Я использовал свою власть (которой с точки зрения армейского начальства не существует), угрозу наказания в загробной жизни, дабы исполнение приказа было отложено вплоть до тех пор, пока я не переговорю с полковником. Бегом побежал в штаб командования, настроенный решительно, но со слабой надеждой на успех. Полковника не было: инспектирует позиции.
Вернувшись туда, где я оставил солдата с карабинерами, я обнаружил всех троих на малозаметной дорожке, ведущей к нашим ходам сообщений, в окружении других пехотинцев, собравшихся посмотреть, чем кончится дело. Сообща стали ждать прибытия полковника. Какой-то сержант тем временем сказал мне, что дело это не столь опасное, как кажется; как правило, враг не стреляет по бойцам, выставленным за колючую проволоку, да и мы поступаем точно так же, когда кто-нибудь из них получает такое же наказание.
– Как правило? – переспросил я.
Сержант вынужден был признать: всегда с обеих сторон сыщется какой-нибудь недоношенный кретин или новобранец, которому неймется пострелять по живой мишени, однако он считает, что солдаты предпочитают колючую проволоку военному трибуналу. Трусость там карается смертельным приговором. Поэтому, заключает он, командир, выставляющий трусишку под вражеский прицел, – «офицер что надо». Кому, как не мне, знать, что в подобных случаях военные трибуналы проводят самое поверхностное дознание и выносят только один приговор: расстрел; но при этом они хотя бы следуют букве писанного людьми закона; здесь же единственным вершителем судьбы и ее исполнителем является человек.

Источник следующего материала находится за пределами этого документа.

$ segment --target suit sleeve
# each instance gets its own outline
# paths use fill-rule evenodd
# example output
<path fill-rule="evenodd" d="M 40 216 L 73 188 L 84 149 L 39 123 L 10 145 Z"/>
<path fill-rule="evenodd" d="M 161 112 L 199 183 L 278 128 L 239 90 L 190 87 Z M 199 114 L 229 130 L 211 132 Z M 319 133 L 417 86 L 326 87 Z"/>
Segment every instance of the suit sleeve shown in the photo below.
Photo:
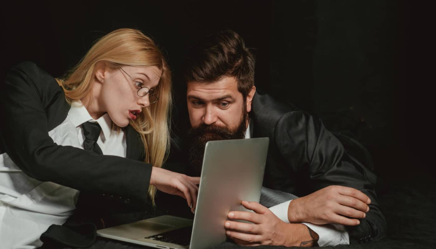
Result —
<path fill-rule="evenodd" d="M 48 107 L 68 104 L 50 75 L 33 63 L 22 63 L 7 72 L 1 94 L 3 152 L 25 174 L 80 191 L 146 201 L 151 165 L 58 145 L 48 136 L 54 128 L 48 127 Z"/>
<path fill-rule="evenodd" d="M 371 183 L 375 181 L 374 173 L 349 155 L 320 120 L 307 113 L 294 111 L 283 115 L 276 125 L 276 137 L 283 137 L 283 131 L 287 136 L 278 140 L 281 152 L 294 172 L 309 172 L 307 186 L 311 192 L 339 185 L 360 190 L 371 199 L 370 210 L 360 224 L 347 227 L 350 238 L 384 237 L 386 224 Z"/>

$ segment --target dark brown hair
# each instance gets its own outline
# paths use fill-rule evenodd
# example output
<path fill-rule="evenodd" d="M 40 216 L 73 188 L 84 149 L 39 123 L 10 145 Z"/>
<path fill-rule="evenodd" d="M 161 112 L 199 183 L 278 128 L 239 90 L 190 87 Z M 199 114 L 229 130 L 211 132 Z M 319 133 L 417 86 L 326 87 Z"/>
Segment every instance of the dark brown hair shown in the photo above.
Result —
<path fill-rule="evenodd" d="M 184 65 L 186 82 L 205 83 L 233 76 L 246 97 L 254 85 L 254 56 L 235 32 L 228 30 L 199 41 L 188 52 Z"/>

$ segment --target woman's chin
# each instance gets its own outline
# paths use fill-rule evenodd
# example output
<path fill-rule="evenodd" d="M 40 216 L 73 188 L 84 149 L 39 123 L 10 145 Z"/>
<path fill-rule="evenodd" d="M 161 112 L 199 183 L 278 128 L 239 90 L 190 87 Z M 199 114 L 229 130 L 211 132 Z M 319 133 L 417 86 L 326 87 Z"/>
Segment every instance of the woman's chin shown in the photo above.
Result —
<path fill-rule="evenodd" d="M 112 122 L 120 127 L 124 127 L 129 125 L 129 121 L 130 120 L 128 119 L 123 119 L 122 120 L 112 120 Z"/>

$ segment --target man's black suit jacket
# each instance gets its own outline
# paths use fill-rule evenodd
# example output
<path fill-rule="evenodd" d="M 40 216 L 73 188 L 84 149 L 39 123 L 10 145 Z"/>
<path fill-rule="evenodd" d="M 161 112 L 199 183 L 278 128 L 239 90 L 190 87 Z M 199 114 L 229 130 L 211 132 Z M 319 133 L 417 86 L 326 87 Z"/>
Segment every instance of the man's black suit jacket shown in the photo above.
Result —
<path fill-rule="evenodd" d="M 377 201 L 372 161 L 357 141 L 327 130 L 320 119 L 271 96 L 256 94 L 250 118 L 253 137 L 269 138 L 263 186 L 303 196 L 331 185 L 361 191 L 371 199 L 370 210 L 350 238 L 379 239 L 386 224 Z M 366 164 L 366 165 L 365 165 Z"/>
<path fill-rule="evenodd" d="M 386 222 L 375 189 L 376 177 L 370 169 L 372 160 L 364 148 L 349 137 L 327 130 L 319 119 L 268 95 L 256 93 L 252 105 L 252 137 L 269 138 L 264 186 L 298 196 L 332 185 L 361 190 L 371 198 L 371 204 L 360 224 L 347 228 L 351 242 L 385 236 Z M 182 141 L 179 143 L 183 144 Z M 188 146 L 180 147 L 178 151 L 173 151 L 171 160 L 186 160 L 187 151 L 184 149 Z M 180 167 L 168 169 L 189 174 Z M 157 208 L 161 211 L 166 207 L 169 214 L 192 216 L 180 198 L 180 206 L 174 204 L 177 198 L 159 193 Z"/>
<path fill-rule="evenodd" d="M 143 162 L 143 145 L 131 126 L 125 128 L 126 158 L 54 143 L 48 131 L 65 120 L 70 107 L 54 78 L 32 62 L 21 63 L 8 71 L 0 94 L 0 150 L 23 172 L 39 181 L 81 191 L 82 207 L 78 209 L 82 214 L 130 212 L 127 217 L 115 217 L 123 219 L 115 223 L 142 218 L 137 217 L 142 214 L 132 211 L 150 206 L 147 192 L 152 167 Z M 93 218 L 106 215 L 98 214 Z M 92 221 L 82 218 L 73 223 Z M 95 233 L 95 230 L 90 232 Z"/>

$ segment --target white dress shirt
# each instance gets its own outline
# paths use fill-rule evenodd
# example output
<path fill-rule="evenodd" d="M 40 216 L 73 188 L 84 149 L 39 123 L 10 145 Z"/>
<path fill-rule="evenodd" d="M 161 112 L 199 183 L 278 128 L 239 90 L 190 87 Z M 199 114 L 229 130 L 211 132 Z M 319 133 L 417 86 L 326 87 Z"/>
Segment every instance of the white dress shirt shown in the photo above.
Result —
<path fill-rule="evenodd" d="M 125 157 L 126 136 L 112 129 L 107 113 L 94 120 L 80 101 L 73 102 L 67 118 L 48 132 L 59 145 L 83 148 L 82 124 L 102 127 L 97 143 L 105 155 Z M 27 176 L 9 156 L 0 154 L 0 249 L 31 249 L 42 245 L 41 234 L 52 224 L 61 225 L 72 214 L 78 191 Z"/>
<path fill-rule="evenodd" d="M 253 124 L 250 119 L 245 132 L 245 138 L 250 138 L 252 136 Z M 288 219 L 288 208 L 292 201 L 291 200 L 271 207 L 269 208 L 269 210 L 280 219 L 285 222 L 290 223 Z M 318 225 L 309 222 L 303 222 L 303 224 L 318 234 L 320 237 L 318 244 L 320 246 L 350 244 L 348 233 L 343 225 L 335 224 Z"/>

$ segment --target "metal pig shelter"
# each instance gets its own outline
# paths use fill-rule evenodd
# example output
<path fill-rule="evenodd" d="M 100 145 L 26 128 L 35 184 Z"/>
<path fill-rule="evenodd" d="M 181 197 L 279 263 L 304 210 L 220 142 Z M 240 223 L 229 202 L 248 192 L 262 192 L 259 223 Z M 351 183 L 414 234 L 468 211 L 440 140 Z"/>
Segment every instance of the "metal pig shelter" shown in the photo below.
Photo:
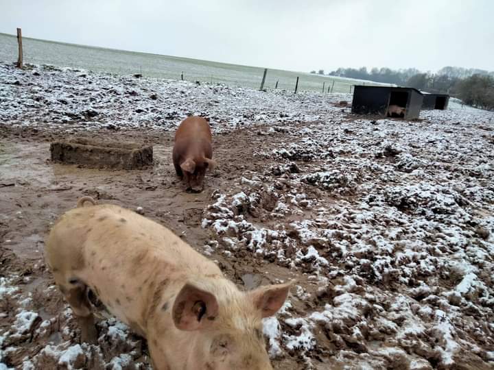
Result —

За время, пока мы ждали, я разговорился с солдатами и отметил, как мало-помалу ко многим возвращается чувство собственного достоинства, которое они потеряли, терпя форменный произвол: так постепенно у человека восстанавливается онемевшая рука. Единственный, кто не одобрял моего вмешательства, был приговоренный солдат:
– Чего мы ждем, – бубнил он. – Привязывайте к проволоке, и дело с концами. Так только хуже.
Мне он говорил:
– Спасибо вам, конечно, за все, отец, но только оставьте меня в покое, я это наказание заслужил.

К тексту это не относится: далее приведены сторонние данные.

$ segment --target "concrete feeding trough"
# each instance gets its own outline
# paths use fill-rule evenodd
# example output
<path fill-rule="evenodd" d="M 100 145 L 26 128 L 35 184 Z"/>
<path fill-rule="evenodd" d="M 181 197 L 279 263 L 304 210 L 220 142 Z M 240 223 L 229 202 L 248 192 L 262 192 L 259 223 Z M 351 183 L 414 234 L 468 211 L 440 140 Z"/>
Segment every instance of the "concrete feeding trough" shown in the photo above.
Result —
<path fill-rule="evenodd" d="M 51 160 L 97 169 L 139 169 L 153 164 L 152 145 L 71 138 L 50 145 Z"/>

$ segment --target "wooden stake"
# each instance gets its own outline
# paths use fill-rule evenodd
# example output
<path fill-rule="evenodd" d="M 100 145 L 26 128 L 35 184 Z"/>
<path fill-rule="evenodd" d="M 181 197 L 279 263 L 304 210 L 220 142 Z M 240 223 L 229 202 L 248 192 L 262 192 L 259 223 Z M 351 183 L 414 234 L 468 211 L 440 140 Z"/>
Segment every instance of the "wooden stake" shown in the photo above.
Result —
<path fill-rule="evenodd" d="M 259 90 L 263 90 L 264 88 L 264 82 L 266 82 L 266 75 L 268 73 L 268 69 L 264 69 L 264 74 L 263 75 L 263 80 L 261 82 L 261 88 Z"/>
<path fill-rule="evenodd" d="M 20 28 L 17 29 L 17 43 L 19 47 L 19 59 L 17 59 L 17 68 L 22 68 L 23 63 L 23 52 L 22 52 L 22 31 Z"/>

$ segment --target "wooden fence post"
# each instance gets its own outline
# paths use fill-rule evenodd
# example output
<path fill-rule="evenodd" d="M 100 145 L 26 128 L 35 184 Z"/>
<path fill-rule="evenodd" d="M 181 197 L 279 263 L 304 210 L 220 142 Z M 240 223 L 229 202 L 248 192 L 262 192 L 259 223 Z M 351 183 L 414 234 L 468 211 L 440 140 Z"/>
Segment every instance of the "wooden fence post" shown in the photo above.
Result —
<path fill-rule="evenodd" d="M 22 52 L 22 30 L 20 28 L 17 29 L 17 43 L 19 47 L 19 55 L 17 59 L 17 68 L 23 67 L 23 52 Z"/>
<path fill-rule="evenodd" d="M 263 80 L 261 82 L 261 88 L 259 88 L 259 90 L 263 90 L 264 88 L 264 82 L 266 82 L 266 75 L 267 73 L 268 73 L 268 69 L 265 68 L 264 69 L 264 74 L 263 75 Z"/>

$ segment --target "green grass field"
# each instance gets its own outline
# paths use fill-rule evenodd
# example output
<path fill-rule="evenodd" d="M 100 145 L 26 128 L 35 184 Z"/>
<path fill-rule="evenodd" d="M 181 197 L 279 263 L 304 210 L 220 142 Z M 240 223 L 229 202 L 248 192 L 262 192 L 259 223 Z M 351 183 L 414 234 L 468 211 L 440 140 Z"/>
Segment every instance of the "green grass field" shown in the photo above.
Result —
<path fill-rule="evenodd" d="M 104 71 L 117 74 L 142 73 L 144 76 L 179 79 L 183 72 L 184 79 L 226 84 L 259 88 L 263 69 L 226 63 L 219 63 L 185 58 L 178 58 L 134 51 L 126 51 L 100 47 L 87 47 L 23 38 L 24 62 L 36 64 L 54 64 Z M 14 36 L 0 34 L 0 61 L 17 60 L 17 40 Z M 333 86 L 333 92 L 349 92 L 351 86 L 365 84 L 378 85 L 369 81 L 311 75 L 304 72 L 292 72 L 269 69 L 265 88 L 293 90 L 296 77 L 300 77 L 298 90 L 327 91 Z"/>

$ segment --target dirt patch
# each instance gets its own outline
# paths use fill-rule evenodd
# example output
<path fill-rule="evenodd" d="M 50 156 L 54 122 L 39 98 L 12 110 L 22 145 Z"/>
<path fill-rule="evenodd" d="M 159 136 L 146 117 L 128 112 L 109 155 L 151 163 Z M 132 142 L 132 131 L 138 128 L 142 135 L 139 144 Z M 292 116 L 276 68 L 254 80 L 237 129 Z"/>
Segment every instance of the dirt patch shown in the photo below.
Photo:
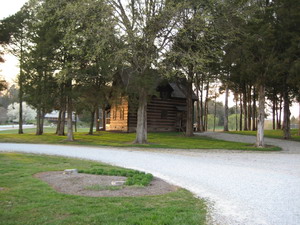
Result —
<path fill-rule="evenodd" d="M 159 178 L 154 178 L 147 187 L 122 186 L 120 190 L 92 190 L 97 189 L 97 187 L 110 189 L 113 187 L 112 181 L 125 181 L 126 177 L 84 173 L 64 174 L 63 171 L 42 172 L 35 174 L 34 177 L 47 182 L 58 192 L 90 197 L 161 195 L 178 189 Z"/>

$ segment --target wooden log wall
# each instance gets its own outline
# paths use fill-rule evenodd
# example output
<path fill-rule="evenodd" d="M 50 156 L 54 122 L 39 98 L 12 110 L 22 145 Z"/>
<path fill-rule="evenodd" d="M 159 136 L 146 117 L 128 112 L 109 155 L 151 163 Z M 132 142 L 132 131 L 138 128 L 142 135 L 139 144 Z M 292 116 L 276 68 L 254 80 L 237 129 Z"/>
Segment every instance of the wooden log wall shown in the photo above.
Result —
<path fill-rule="evenodd" d="M 122 98 L 120 104 L 112 105 L 110 109 L 110 124 L 106 130 L 128 132 L 128 100 Z"/>
<path fill-rule="evenodd" d="M 147 127 L 150 132 L 176 131 L 179 130 L 183 112 L 176 107 L 186 107 L 185 99 L 160 99 L 153 97 L 147 106 Z M 181 116 L 179 116 L 181 114 Z M 180 117 L 180 118 L 179 118 Z M 182 118 L 183 117 L 183 118 Z M 180 124 L 181 123 L 181 124 Z M 129 132 L 135 132 L 137 114 L 129 111 Z"/>

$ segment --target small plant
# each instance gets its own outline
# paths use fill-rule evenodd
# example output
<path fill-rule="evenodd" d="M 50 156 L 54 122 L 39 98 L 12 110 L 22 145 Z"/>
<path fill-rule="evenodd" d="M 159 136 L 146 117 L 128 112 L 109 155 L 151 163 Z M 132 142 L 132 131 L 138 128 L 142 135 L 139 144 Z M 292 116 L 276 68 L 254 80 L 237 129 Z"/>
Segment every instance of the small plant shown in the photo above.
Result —
<path fill-rule="evenodd" d="M 79 170 L 79 173 L 88 173 L 95 175 L 108 175 L 108 176 L 123 176 L 127 177 L 125 185 L 128 186 L 148 186 L 153 180 L 153 175 L 150 173 L 144 173 L 137 170 L 127 169 L 102 169 L 93 168 L 91 170 Z"/>
<path fill-rule="evenodd" d="M 91 190 L 91 191 L 118 191 L 121 190 L 122 186 L 101 186 L 99 184 L 86 186 L 84 189 Z"/>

По его словам, мое вмешательство бесполезно: полковник никогда не отменяет принятых решений.
Солнце быстро клонилось к закату, я стоял на тропинке и задавался не праздным вопросом, в чем состоит мой долг, а спрашивал себя о том, как я мог оградить этого солдата и его товарищей от еще больших страданий. Его уже трясло: зубы стучали, ему было страшно. Он представил наконец, каково будет выстоять два часа у колючей проволоки, отдать их на милость врага, поскольку из вражеских окопов, молчавших до той поры, послышался свист ружейных выстрелов.
Вероятней всего, полковник был предупрежден, поскольку явился холодный как лед от едва сдерживаемого гнева. Повторил карабинерам приказ. Меня проигнорировал. Я потребовал у него отчета о превышении полномочий; в данном случае я был свидетелем, очевидцем, который не может оставаться безучастным; помимо того, долг священника требует от меня вмешательства.

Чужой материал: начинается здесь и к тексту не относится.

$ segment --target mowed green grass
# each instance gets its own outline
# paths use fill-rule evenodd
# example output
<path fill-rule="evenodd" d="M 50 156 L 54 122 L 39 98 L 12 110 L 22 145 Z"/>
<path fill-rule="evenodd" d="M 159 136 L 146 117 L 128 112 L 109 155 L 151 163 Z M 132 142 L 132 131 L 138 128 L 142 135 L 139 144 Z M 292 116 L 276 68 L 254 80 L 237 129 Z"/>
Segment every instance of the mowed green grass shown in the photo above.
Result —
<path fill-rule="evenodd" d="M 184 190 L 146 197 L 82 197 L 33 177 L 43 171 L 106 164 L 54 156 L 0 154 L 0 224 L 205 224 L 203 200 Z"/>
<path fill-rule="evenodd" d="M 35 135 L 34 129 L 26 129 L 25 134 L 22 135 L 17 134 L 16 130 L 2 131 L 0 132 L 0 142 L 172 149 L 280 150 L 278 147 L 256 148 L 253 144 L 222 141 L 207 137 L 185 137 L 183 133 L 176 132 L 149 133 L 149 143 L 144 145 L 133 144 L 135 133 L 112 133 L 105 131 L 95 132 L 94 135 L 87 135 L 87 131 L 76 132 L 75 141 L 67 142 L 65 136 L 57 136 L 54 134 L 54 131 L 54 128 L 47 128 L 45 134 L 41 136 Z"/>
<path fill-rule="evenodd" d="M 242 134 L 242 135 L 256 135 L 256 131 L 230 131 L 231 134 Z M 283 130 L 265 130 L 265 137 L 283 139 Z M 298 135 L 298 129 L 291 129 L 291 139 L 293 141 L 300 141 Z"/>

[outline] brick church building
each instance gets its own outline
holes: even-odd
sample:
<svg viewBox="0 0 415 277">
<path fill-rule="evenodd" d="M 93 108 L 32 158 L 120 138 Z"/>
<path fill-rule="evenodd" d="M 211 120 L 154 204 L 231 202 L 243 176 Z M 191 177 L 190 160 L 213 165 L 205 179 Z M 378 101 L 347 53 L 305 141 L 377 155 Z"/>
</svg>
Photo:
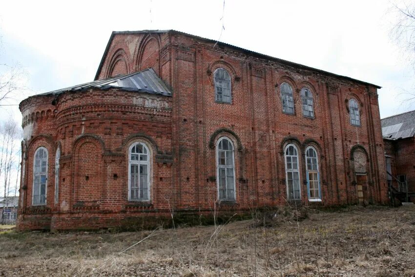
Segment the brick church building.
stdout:
<svg viewBox="0 0 415 277">
<path fill-rule="evenodd" d="M 95 81 L 20 104 L 18 228 L 385 203 L 380 88 L 176 31 L 114 32 Z"/>
</svg>

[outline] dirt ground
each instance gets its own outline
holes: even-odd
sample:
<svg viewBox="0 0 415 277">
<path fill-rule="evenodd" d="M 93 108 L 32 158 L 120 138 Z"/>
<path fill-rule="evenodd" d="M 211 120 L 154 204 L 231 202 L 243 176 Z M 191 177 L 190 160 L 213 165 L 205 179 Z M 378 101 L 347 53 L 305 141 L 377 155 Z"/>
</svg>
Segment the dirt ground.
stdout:
<svg viewBox="0 0 415 277">
<path fill-rule="evenodd" d="M 0 276 L 415 275 L 415 207 L 307 212 L 300 221 L 278 213 L 263 222 L 259 216 L 152 232 L 51 234 L 0 226 Z"/>
</svg>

– И что же вы предполагаете предпринять, отец? – иронично спросил он.
– Военный устав…
– Военный устав здесь я.
Тем временем мы подошли к окопам, в которых находились пехотинцы, по цепочке передававшие друг другу новости о происходившем. Карабинеры прошли вперед, растянули по сторонам два «ежа», обмотанных колючей проволокой, и через образовавшийся проход поволокли солдата, который уже рыдал и молил о помощи.
– Что я думаю предпринять? – сказал я во всеуслышание, но это не был вопрос, обращенный к присутствовавшим.
– Можно, к примеру, прочитать молитву, – подсказал полковник.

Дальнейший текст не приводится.